Data Platform/Systems/Airflow/Kubernetes/Administration
Deleting all failed Airflow task pods
When failed task pods accumulate, used CPUs/memory reporting in https://grafana.wikimedia.org/goto/qG7AGR3HR?orgId=1 gets messed up. From time to time, it does not hurt to delete them all.
brouberol@deploy1003:~$ sudo -i
root@deploy1003:~# kube-env admin dse-k8s-eqiad
root@deploy1003:~# kubectl delete pods -l app=airflow,component=task-pod --field-selector status.phase=Failed -A
pod "canary-events-produce-canary-event-ivht08mg" deleted
pod "projectview-hourly-aggregrate-pageview-to-projectview-fmggyosn" deleted
pod "refine-to-hive-hourly-refine-hive-dataset-evolve-and-r-3lf6rljw" deleted
pod "refine-to-hive-hourly-refine-hive-dataset-evolve-and-r-mp8293gz" deleted
pod "refine-to-hive-hourly-refine-hive-dataset-mark-input-p-d0xax0k8" deleted
pod "refine-to-hive-hourly-refine-hive-dataset-wait-for-gob-r2e242ce" deleted
Restart all Airflow schedulers
When a change to wmf_airflow_common was merged and needs to be picked up by all Airflow instances, you need to restart all schedulers to pick up the change (DAGs are regularly reloaded, but wmf_airflow_common is only loaded at startup).
brouberol@deploy1003:~$ sudo -i
root@deploy1003:~# kube_env admin dse-k8s-eqiad
root@deploy1003:~# kubectl get pod -A -l app=airflow,release=production,component=scheduler
NAMESPACE NAME READY STATUS RESTARTS AGE
airflow-analytics-product airflow-scheduler-65855dd558-jjwzn 2/2 Running 1 (16d ago) 36d
airflow-analytics-test airflow-scheduler-7457499855-n5r87 2/2 Running 1 (41d ago) 43d
airflow-main airflow-scheduler-bd6d6c67d-r2qd9 2/2 Running 4 (2d20h ago) 13d
airflow-ml airflow-scheduler-7f9b469d7f-fwnnr 2/2 Running 0 6d5h
airflow-platform-eng airflow-scheduler-6fdcbb4d8c-dshmh 2/2 Running 1 (13d ago) 28d
airflow-research airflow-scheduler-5db5db6dc-b2brx 2/2 Running 1 (41d ago) 42d
airflow-search airflow-scheduler-5fbb8d86c7-djtcn 2/2 Running 0 13d
airflow-test-k8s airflow-scheduler-55d4675d7b-qfj7d 1/1 Running 0 6d22h
airflow-wmde airflow-scheduler-5fbdcd75c-5njcj 1/1 Running 0 11d
root@deploy1003:~# kubectl delete pod -A -l app=airflow,release=production,component=scheduler
pod "airflow-scheduler-65855dd558-jjwzn" deleted
pod "airflow-scheduler-7457499855-n5r87" deleted
pod "airflow-scheduler-bd6d6c67d-r2qd9" deleted
pod "airflow-scheduler-7f9b469d7f-fwnnr" deleted
pod "airflow-scheduler-6fdcbb4d8c-dshmh" deleted
pod "airflow-scheduler-5db5db6dc-b2brx" deleted
pod "airflow-scheduler-5fbb8d86c7-djtcn" deleted
pod "airflow-scheduler-55d4675d7b-qfj7d" deleted
pod "airflow-scheduler-5fbdcd75c-5njcj" deleted
Upgrading Airflow
To upgrade Airflow, we first need to rebuild a new docker image installing on a more recent apache-airflow package version (example). Once the patch is merged, a publish:airflow job will be kicked off for each airflow image.

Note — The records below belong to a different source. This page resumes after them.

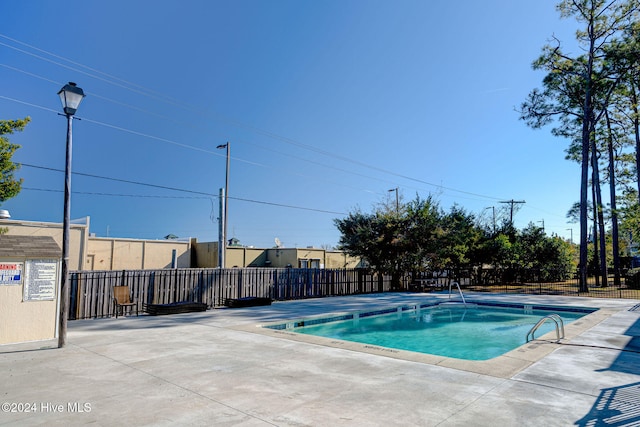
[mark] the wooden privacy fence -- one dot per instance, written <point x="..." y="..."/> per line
<point x="91" y="292"/>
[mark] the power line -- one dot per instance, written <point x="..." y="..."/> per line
<point x="146" y="92"/>
<point x="262" y="202"/>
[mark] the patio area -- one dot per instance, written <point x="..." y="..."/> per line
<point x="217" y="368"/>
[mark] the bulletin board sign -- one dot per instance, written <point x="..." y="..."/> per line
<point x="11" y="273"/>
<point x="41" y="278"/>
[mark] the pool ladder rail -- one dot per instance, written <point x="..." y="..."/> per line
<point x="459" y="291"/>
<point x="559" y="327"/>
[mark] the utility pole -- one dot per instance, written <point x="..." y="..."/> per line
<point x="225" y="216"/>
<point x="493" y="209"/>
<point x="512" y="203"/>
<point x="397" y="199"/>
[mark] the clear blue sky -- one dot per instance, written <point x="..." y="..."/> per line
<point x="327" y="105"/>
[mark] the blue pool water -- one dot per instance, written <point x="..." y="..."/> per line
<point x="475" y="332"/>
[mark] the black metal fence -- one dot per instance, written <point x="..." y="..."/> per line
<point x="91" y="293"/>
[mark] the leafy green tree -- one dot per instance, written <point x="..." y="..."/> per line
<point x="393" y="241"/>
<point x="9" y="185"/>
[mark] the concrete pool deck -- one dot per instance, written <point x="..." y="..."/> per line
<point x="217" y="368"/>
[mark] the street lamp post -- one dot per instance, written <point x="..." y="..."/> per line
<point x="70" y="95"/>
<point x="225" y="217"/>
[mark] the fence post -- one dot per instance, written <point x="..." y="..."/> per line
<point x="73" y="296"/>
<point x="240" y="284"/>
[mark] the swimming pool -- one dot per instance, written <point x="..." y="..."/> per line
<point x="471" y="332"/>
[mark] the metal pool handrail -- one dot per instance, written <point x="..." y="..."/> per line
<point x="459" y="290"/>
<point x="559" y="326"/>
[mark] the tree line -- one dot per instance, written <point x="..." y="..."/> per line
<point x="420" y="236"/>
<point x="592" y="100"/>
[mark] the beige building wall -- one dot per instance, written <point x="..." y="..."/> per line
<point x="78" y="236"/>
<point x="245" y="257"/>
<point x="106" y="253"/>
<point x="100" y="253"/>
<point x="206" y="254"/>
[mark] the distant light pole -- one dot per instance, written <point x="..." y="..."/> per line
<point x="493" y="208"/>
<point x="226" y="201"/>
<point x="571" y="230"/>
<point x="397" y="200"/>
<point x="70" y="95"/>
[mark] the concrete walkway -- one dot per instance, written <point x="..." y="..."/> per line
<point x="210" y="368"/>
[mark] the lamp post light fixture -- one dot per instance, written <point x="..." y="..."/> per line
<point x="70" y="96"/>
<point x="223" y="250"/>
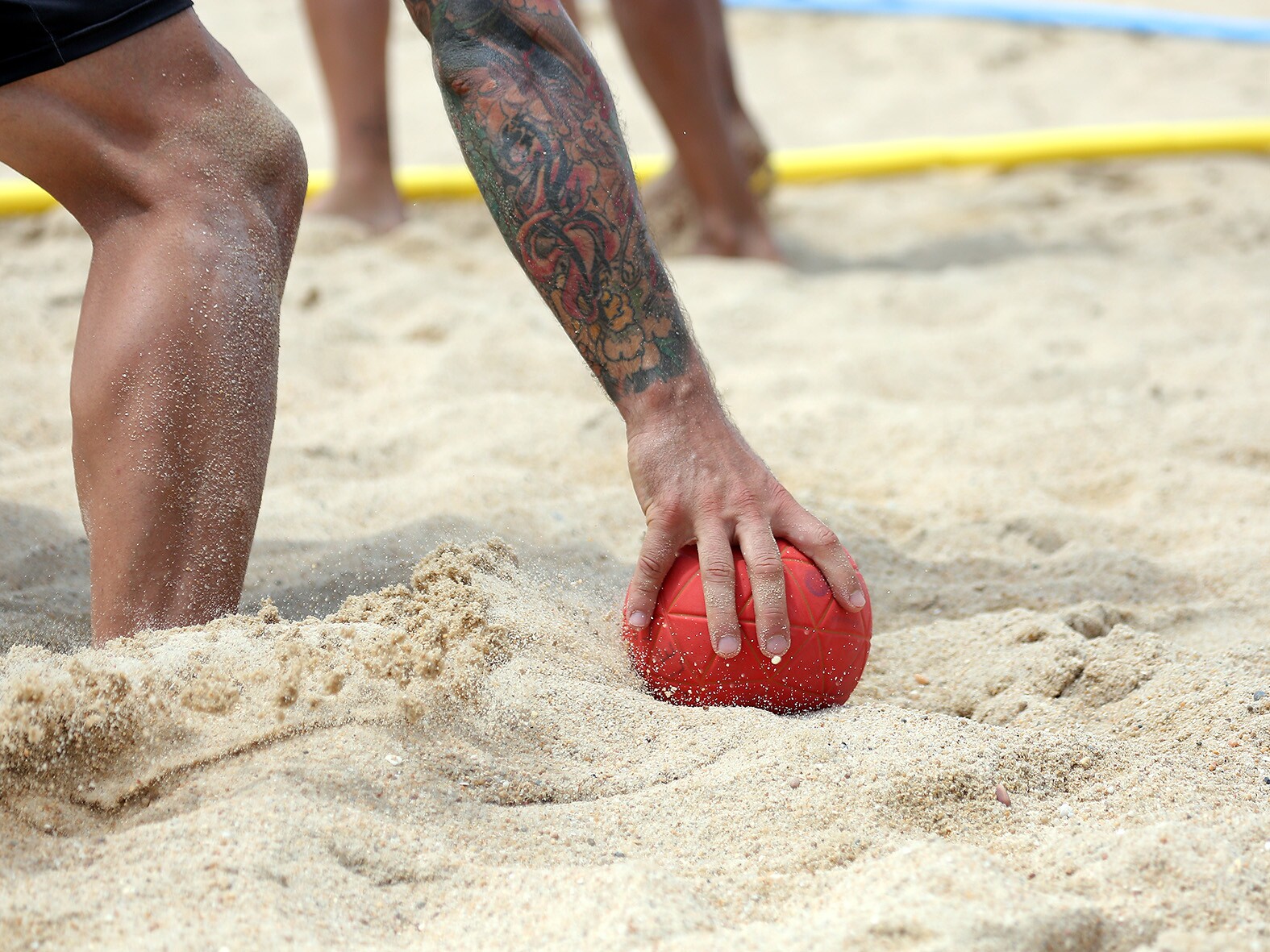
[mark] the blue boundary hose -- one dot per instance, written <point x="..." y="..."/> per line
<point x="1133" y="19"/>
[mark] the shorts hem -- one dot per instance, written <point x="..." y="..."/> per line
<point x="60" y="51"/>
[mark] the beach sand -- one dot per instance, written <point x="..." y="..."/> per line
<point x="1035" y="406"/>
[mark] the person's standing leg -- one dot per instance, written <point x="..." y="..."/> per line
<point x="669" y="46"/>
<point x="189" y="183"/>
<point x="351" y="37"/>
<point x="746" y="137"/>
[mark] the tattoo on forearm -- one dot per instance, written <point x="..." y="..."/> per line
<point x="539" y="130"/>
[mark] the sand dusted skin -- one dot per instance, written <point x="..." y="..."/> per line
<point x="1035" y="406"/>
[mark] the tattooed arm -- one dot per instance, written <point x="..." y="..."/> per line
<point x="539" y="130"/>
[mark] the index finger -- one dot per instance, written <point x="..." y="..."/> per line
<point x="818" y="543"/>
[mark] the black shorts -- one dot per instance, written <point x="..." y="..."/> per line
<point x="40" y="35"/>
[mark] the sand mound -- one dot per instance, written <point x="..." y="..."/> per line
<point x="475" y="764"/>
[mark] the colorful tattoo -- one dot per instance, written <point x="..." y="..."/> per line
<point x="540" y="134"/>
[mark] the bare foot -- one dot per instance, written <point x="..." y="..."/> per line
<point x="682" y="225"/>
<point x="377" y="207"/>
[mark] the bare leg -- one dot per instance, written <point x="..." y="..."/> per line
<point x="351" y="37"/>
<point x="746" y="137"/>
<point x="189" y="185"/>
<point x="675" y="48"/>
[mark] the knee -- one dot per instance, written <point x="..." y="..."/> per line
<point x="223" y="154"/>
<point x="240" y="154"/>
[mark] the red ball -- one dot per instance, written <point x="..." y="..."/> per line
<point x="828" y="645"/>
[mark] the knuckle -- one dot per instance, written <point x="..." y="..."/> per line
<point x="648" y="569"/>
<point x="821" y="536"/>
<point x="717" y="572"/>
<point x="766" y="567"/>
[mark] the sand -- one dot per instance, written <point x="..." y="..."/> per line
<point x="1035" y="405"/>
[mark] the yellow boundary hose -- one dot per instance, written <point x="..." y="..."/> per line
<point x="810" y="165"/>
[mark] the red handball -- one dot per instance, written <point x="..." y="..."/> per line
<point x="828" y="645"/>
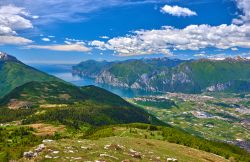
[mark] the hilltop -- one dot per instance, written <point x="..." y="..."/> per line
<point x="14" y="73"/>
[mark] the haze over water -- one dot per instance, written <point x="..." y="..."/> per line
<point x="64" y="72"/>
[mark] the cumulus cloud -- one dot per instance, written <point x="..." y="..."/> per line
<point x="13" y="19"/>
<point x="13" y="40"/>
<point x="71" y="11"/>
<point x="163" y="41"/>
<point x="46" y="39"/>
<point x="178" y="11"/>
<point x="104" y="37"/>
<point x="66" y="47"/>
<point x="244" y="7"/>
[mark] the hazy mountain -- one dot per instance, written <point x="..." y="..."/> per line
<point x="193" y="76"/>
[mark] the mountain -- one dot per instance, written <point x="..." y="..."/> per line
<point x="14" y="73"/>
<point x="166" y="75"/>
<point x="69" y="105"/>
<point x="50" y="108"/>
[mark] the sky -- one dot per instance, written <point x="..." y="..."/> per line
<point x="68" y="32"/>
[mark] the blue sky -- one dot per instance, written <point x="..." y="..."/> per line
<point x="62" y="31"/>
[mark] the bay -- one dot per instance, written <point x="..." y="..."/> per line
<point x="64" y="72"/>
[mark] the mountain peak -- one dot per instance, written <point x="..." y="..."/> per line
<point x="5" y="57"/>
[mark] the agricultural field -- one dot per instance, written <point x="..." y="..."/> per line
<point x="218" y="117"/>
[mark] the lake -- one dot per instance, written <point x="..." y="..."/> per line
<point x="64" y="72"/>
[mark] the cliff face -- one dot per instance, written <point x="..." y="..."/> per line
<point x="188" y="76"/>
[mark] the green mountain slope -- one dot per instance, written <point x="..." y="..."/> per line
<point x="73" y="106"/>
<point x="194" y="76"/>
<point x="14" y="73"/>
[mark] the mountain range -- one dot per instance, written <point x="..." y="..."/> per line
<point x="35" y="106"/>
<point x="171" y="75"/>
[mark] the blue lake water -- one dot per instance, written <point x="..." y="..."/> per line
<point x="64" y="72"/>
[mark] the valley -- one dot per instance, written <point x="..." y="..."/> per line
<point x="223" y="117"/>
<point x="49" y="119"/>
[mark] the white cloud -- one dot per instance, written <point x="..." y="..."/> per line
<point x="46" y="39"/>
<point x="244" y="7"/>
<point x="13" y="19"/>
<point x="193" y="37"/>
<point x="234" y="49"/>
<point x="65" y="47"/>
<point x="13" y="40"/>
<point x="104" y="37"/>
<point x="178" y="11"/>
<point x="200" y="55"/>
<point x="70" y="11"/>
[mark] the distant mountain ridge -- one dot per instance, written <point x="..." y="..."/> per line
<point x="167" y="75"/>
<point x="5" y="57"/>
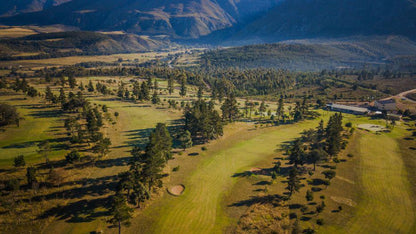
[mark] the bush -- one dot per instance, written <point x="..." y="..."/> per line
<point x="73" y="156"/>
<point x="329" y="174"/>
<point x="19" y="161"/>
<point x="13" y="185"/>
<point x="176" y="168"/>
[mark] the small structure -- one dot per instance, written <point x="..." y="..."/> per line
<point x="348" y="109"/>
<point x="386" y="104"/>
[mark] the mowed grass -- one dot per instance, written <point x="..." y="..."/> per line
<point x="386" y="204"/>
<point x="200" y="209"/>
<point x="39" y="124"/>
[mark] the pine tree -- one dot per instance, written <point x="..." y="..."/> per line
<point x="309" y="195"/>
<point x="183" y="85"/>
<point x="293" y="183"/>
<point x="48" y="94"/>
<point x="186" y="139"/>
<point x="144" y="92"/>
<point x="136" y="90"/>
<point x="120" y="212"/>
<point x="200" y="92"/>
<point x="72" y="81"/>
<point x="150" y="83"/>
<point x="62" y="96"/>
<point x="280" y="109"/>
<point x="171" y="84"/>
<point x="297" y="154"/>
<point x="19" y="161"/>
<point x="90" y="87"/>
<point x="44" y="150"/>
<point x="230" y="108"/>
<point x="31" y="176"/>
<point x="155" y="98"/>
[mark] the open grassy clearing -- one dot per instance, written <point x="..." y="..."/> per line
<point x="40" y="123"/>
<point x="200" y="209"/>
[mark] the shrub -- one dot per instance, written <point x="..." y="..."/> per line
<point x="73" y="156"/>
<point x="329" y="174"/>
<point x="13" y="185"/>
<point x="19" y="161"/>
<point x="176" y="168"/>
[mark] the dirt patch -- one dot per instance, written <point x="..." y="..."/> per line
<point x="345" y="179"/>
<point x="372" y="127"/>
<point x="255" y="169"/>
<point x="344" y="200"/>
<point x="270" y="217"/>
<point x="176" y="190"/>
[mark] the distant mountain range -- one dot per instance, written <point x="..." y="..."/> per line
<point x="219" y="21"/>
<point x="316" y="54"/>
<point x="46" y="45"/>
<point x="15" y="7"/>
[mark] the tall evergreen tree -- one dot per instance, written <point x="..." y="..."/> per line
<point x="293" y="182"/>
<point x="186" y="139"/>
<point x="280" y="109"/>
<point x="297" y="154"/>
<point x="120" y="212"/>
<point x="171" y="84"/>
<point x="229" y="108"/>
<point x="48" y="94"/>
<point x="183" y="85"/>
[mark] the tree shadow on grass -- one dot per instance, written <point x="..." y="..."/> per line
<point x="273" y="199"/>
<point x="46" y="114"/>
<point x="90" y="187"/>
<point x="115" y="162"/>
<point x="56" y="144"/>
<point x="80" y="211"/>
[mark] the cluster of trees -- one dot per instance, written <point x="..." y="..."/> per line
<point x="22" y="85"/>
<point x="316" y="145"/>
<point x="144" y="176"/>
<point x="8" y="115"/>
<point x="85" y="127"/>
<point x="203" y="121"/>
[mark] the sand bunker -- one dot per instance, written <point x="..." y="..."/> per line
<point x="372" y="127"/>
<point x="177" y="190"/>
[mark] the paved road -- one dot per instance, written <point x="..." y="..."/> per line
<point x="403" y="95"/>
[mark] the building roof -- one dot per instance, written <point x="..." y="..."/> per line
<point x="349" y="108"/>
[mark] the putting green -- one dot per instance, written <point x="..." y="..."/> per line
<point x="385" y="204"/>
<point x="199" y="209"/>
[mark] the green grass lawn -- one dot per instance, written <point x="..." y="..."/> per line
<point x="39" y="124"/>
<point x="200" y="209"/>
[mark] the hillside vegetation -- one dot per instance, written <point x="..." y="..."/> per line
<point x="313" y="54"/>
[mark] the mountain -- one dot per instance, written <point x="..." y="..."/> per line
<point x="59" y="44"/>
<point x="331" y="18"/>
<point x="176" y="18"/>
<point x="14" y="7"/>
<point x="316" y="54"/>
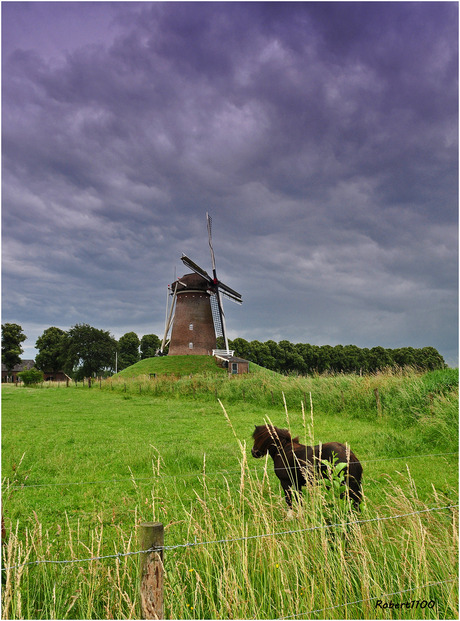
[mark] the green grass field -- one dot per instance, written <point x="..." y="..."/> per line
<point x="82" y="468"/>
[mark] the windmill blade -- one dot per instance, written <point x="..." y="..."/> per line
<point x="230" y="293"/>
<point x="216" y="316"/>
<point x="213" y="260"/>
<point x="169" y="318"/>
<point x="222" y="318"/>
<point x="196" y="268"/>
<point x="231" y="297"/>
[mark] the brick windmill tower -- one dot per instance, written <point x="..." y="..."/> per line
<point x="196" y="317"/>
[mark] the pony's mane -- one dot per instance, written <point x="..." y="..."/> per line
<point x="267" y="433"/>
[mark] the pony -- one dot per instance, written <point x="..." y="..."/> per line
<point x="296" y="464"/>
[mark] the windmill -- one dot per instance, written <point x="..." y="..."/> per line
<point x="196" y="316"/>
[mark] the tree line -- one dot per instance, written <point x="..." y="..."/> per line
<point x="85" y="351"/>
<point x="305" y="359"/>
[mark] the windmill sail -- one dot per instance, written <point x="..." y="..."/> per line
<point x="216" y="316"/>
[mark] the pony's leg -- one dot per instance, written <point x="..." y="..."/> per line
<point x="286" y="485"/>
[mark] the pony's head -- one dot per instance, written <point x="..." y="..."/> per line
<point x="266" y="436"/>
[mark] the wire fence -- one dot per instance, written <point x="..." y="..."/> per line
<point x="201" y="474"/>
<point x="233" y="539"/>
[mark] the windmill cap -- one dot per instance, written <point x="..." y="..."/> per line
<point x="192" y="281"/>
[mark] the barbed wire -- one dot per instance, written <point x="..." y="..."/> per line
<point x="201" y="474"/>
<point x="233" y="539"/>
<point x="369" y="599"/>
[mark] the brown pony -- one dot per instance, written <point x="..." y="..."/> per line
<point x="296" y="463"/>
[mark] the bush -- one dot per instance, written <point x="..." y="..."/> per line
<point x="33" y="376"/>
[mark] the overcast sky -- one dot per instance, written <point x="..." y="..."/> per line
<point x="321" y="137"/>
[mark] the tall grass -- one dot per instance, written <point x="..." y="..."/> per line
<point x="403" y="397"/>
<point x="258" y="560"/>
<point x="305" y="563"/>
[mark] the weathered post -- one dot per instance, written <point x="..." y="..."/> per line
<point x="151" y="570"/>
<point x="377" y="399"/>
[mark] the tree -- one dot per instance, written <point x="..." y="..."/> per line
<point x="12" y="337"/>
<point x="89" y="351"/>
<point x="31" y="377"/>
<point x="150" y="344"/>
<point x="128" y="350"/>
<point x="51" y="350"/>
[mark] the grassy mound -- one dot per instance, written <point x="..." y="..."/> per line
<point x="181" y="365"/>
<point x="172" y="365"/>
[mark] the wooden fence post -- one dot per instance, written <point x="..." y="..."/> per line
<point x="377" y="399"/>
<point x="151" y="570"/>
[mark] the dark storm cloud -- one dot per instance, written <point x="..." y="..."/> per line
<point x="322" y="137"/>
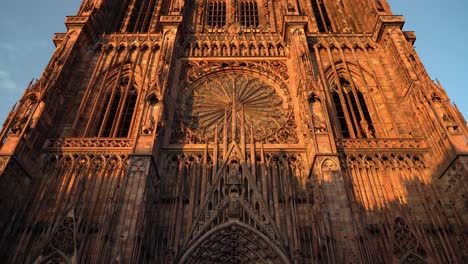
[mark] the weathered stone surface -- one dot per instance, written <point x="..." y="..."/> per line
<point x="231" y="131"/>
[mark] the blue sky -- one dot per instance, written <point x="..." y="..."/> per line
<point x="27" y="27"/>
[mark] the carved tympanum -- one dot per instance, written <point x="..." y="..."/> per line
<point x="254" y="104"/>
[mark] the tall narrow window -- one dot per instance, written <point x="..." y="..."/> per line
<point x="117" y="111"/>
<point x="352" y="112"/>
<point x="142" y="12"/>
<point x="216" y="14"/>
<point x="321" y="16"/>
<point x="248" y="13"/>
<point x="379" y="5"/>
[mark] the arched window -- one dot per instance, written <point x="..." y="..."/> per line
<point x="117" y="110"/>
<point x="216" y="13"/>
<point x="352" y="112"/>
<point x="379" y="5"/>
<point x="248" y="13"/>
<point x="140" y="15"/>
<point x="321" y="16"/>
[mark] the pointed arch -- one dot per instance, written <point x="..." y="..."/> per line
<point x="119" y="102"/>
<point x="252" y="246"/>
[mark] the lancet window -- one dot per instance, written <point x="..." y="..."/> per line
<point x="140" y="15"/>
<point x="352" y="112"/>
<point x="117" y="112"/>
<point x="216" y="13"/>
<point x="248" y="13"/>
<point x="321" y="16"/>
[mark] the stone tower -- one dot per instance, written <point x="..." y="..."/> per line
<point x="234" y="131"/>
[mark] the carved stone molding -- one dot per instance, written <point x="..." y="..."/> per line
<point x="89" y="144"/>
<point x="257" y="105"/>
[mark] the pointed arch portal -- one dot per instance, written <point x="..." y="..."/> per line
<point x="233" y="242"/>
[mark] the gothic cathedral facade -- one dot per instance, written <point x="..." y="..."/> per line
<point x="234" y="131"/>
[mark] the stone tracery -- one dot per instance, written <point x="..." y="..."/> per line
<point x="255" y="104"/>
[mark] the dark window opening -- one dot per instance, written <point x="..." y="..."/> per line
<point x="141" y="16"/>
<point x="379" y="5"/>
<point x="248" y="13"/>
<point x="352" y="112"/>
<point x="321" y="16"/>
<point x="117" y="112"/>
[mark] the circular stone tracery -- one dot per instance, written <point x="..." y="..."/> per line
<point x="214" y="102"/>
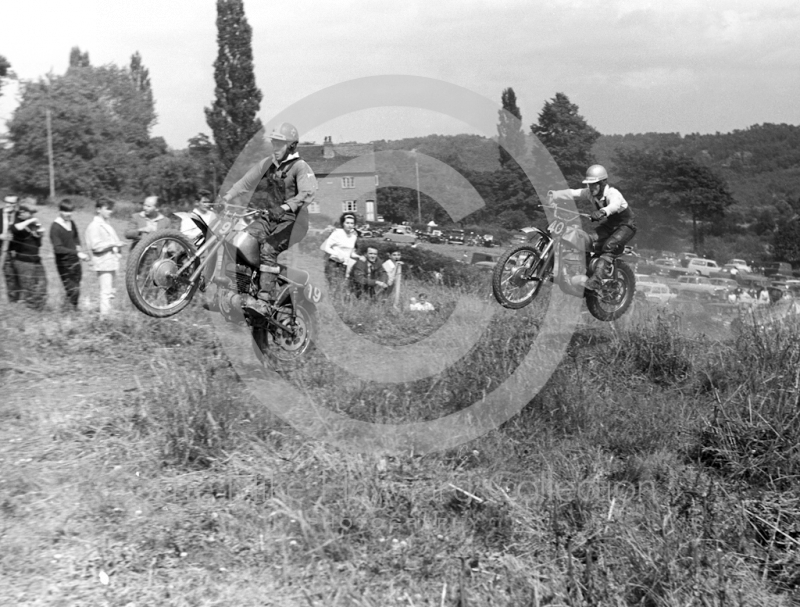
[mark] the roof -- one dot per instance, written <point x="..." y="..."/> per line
<point x="359" y="158"/>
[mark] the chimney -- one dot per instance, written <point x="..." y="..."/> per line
<point x="327" y="148"/>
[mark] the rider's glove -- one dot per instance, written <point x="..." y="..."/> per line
<point x="277" y="213"/>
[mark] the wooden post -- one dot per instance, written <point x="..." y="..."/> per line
<point x="397" y="281"/>
<point x="50" y="156"/>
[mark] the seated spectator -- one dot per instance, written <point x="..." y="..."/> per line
<point x="146" y="221"/>
<point x="421" y="304"/>
<point x="365" y="272"/>
<point x="340" y="249"/>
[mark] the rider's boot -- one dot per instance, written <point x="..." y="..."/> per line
<point x="595" y="282"/>
<point x="267" y="282"/>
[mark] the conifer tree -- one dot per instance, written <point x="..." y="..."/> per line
<point x="232" y="116"/>
<point x="567" y="136"/>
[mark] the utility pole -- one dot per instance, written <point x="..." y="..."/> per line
<point x="419" y="202"/>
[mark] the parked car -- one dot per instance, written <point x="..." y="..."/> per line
<point x="654" y="292"/>
<point x="401" y="234"/>
<point x="702" y="266"/>
<point x="776" y="267"/>
<point x="729" y="284"/>
<point x="484" y="261"/>
<point x="455" y="236"/>
<point x="699" y="287"/>
<point x="739" y="264"/>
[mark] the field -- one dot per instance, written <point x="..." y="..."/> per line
<point x="657" y="465"/>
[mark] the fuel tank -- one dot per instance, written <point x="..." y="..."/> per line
<point x="243" y="247"/>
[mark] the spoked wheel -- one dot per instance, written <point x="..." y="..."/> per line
<point x="151" y="276"/>
<point x="518" y="276"/>
<point x="614" y="298"/>
<point x="285" y="349"/>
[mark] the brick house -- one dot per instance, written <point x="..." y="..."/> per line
<point x="346" y="178"/>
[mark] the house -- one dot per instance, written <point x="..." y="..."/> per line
<point x="346" y="177"/>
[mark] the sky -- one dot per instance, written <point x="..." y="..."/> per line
<point x="631" y="66"/>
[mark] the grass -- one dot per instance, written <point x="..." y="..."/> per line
<point x="657" y="466"/>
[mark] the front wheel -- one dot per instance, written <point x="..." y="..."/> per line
<point x="518" y="276"/>
<point x="614" y="297"/>
<point x="151" y="276"/>
<point x="286" y="348"/>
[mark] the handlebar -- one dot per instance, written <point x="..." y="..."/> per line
<point x="556" y="209"/>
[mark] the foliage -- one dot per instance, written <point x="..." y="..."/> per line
<point x="5" y="70"/>
<point x="786" y="241"/>
<point x="100" y="126"/>
<point x="509" y="132"/>
<point x="232" y="116"/>
<point x="666" y="187"/>
<point x="567" y="136"/>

Then, use the CLI described at User:Brouberol#Finding the published docker image name and tag from the logs of a Gitlab image publishing pipeline to automatically get the docker image tag the newly published airflow image from the Gitlab jobs (or copy it manually from the Gitlab build job logs).
Now, deploy the new image to the airflow-test-k8s instance, by changing the app.version field in deployment_charts/helmfile.d/dse-k8s-services/airflow-example/values-production.yaml, and redeploy the test instance. Any outstanding DB migrations will automatically be applied. If everything goes well, bump the airflow version under deployment_charts/helmfile.d/dse-k8s-services/_airflow_common_/values-dse-k8s-eqiad.yaml, and redeploy every instance, one after the other.